> Rik van Riel <firstname.lastname@example.org> wrote:
> The main problem I have with planet-sized brains is that
> they seem to contradict our current idea that 'thinking
> in an intellectual vacuum' really doesn't bring much.
Well, its easy enough to divide oneself into a left brain and a right brain or multi-brains and set them off on different courses. After about probably 5 seconds they are different enough to make the conversations interesting. Given the speed-of-light delays, it is interesting that the more you divide things, the faster the brains think and the faster evolution (devolution?) would occur.
> I for one completely fail to see what such a huge brain
> would have to think about -- there's no way we could
> provide it with enough information to keep itself busy...
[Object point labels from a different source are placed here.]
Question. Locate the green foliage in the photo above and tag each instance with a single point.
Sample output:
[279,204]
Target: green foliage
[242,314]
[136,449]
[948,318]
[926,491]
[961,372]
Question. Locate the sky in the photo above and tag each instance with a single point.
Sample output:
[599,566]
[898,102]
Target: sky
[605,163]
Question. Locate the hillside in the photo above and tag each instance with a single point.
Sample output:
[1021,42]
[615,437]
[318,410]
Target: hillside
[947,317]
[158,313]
> (if only because of the maximum speed imposed by RLT)
That is the general consensus. Even people like Greg Bear and the other people who live in the S.F. world can't imagine what they think about. They don't have a problem with a lack of information however. They can build 100 billion telescopes the diameter of the moon and watch the entire galaxy. They can also have fairly high bandwidth communications with the other SIs (because with their observing capacity they know where the other SIs are). This communication bandwidth is high relative to what we think of as high bandwidth communications, but probably not high relative to their internal thought capacity, due to the power requirements for transmitting long distances.] In short, lots of incoming information, but probably much less outgoing.